The structural problem extends beyond individual bad actors. Even after Spiteri's high-profile resignation in 2019, the practice continues: Perit Andrew Psaila joined the board in February 2026 while still filing cases, and Perit Cornelia Tabone served on the board in 2025 after filing 582 applications as an architect. The system has no effective prohibition on dual roles. Until it does, every board decision carries a question mark: is this being judged on planning merit, or on professional relationships?
Key questions remain. Does the 9-point approval advantage persist after controlling for project type and location? Do board-member architects' clients receive faster processing times? And do architects modify their designs to match what they know the board will approve — a subtler form of insider advantage that would not show up in approval rates alone?
Reform options include mandatory separation periods (no board service within 5 years of active practice), blind review of applications (removing architect names from board materials), or simply prohibiting practising architects from serving on planning commissions altogether — as most comparable jurisdictions already do.
International context
In England and Wales, planning committee members are subject to strict codes of conduct under the Localism Act 2011. A councillor with a financial interest in a planning application must declare it and withdraw from the meeting entirely — they cannot speak, vote, or remain in the room.

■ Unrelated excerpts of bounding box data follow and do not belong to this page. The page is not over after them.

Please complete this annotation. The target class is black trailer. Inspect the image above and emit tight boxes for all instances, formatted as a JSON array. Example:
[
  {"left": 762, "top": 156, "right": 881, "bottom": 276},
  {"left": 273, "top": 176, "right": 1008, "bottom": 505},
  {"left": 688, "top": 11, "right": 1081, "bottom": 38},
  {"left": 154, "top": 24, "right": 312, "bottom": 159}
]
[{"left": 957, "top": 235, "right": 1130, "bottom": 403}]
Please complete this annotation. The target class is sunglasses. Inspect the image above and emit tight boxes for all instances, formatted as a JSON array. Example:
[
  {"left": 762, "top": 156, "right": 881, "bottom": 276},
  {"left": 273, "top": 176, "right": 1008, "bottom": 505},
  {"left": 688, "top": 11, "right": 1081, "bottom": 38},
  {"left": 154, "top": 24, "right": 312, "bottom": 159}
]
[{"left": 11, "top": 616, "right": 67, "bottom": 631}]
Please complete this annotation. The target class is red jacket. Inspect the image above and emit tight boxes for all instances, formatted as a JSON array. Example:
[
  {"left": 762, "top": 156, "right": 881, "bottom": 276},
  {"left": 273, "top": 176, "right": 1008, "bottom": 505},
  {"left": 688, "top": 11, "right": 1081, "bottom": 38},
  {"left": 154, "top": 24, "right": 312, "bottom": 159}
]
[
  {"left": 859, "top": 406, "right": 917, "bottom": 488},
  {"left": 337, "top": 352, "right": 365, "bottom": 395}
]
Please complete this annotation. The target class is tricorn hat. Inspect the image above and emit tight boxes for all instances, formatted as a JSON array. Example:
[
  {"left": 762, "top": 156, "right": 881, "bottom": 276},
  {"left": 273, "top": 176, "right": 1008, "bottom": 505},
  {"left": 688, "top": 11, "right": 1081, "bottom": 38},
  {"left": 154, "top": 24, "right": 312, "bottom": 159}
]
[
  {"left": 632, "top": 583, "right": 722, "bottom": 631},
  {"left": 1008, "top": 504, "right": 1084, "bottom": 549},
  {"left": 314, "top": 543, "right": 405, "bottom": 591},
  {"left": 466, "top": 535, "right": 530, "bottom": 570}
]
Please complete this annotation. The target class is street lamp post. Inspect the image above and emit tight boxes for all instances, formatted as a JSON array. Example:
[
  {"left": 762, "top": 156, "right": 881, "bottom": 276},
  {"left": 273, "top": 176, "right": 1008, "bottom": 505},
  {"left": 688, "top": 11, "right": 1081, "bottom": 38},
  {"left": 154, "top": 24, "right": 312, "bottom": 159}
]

An architect simultaneously filing applications and deciding them would be a criminal matter, not merely a governance concern. Malta's system, by contrast, has relied on voluntary declarations and self-recusal, which the Spiteri case demonstrates are insufficient.
Media sources
- "PA board member owns EIA consultancy, wife now appointed chief of ERA" — MaltaToday, 20 February 2018. Confirms Mariello Spiteri served as a full-time Planning Commission member while owning EMDP, an EIA consultancy, and that his wife Louise Spiteri was appointed ERA CEO in July 2017.
- "Updated: Matthew Pace, two other officials resign from Planning Authority board" — Malta Independent, 19 July 2019. Confirms Mariello Spiteri's resignation alongside two other PA officials after Minister Borg's conflict-of-interest letter, following a court ruling that declared a PA Board decision null and void over undeclared conflicts.
- "Elizabeth Ellul removed from Planning Authority board" — MaltaToday, 1 March 2020. Reports Ellul's removal after failing to disclose a conflict of interest — her husband, architect Andrew Ellul, represented a developer on a separate project while she sat on the commission deciding his applications.
- "Planning system breakdown - Astrid Vella" — Times of Malta, 26 January 2018. Names Mariello Spiteri as one of just three members of the PA's EPC board deciding ~95% of planning applications while his architectural firm EMDP had active cases, and describes the return to appointing practising architects to board positions as "the bad old ways."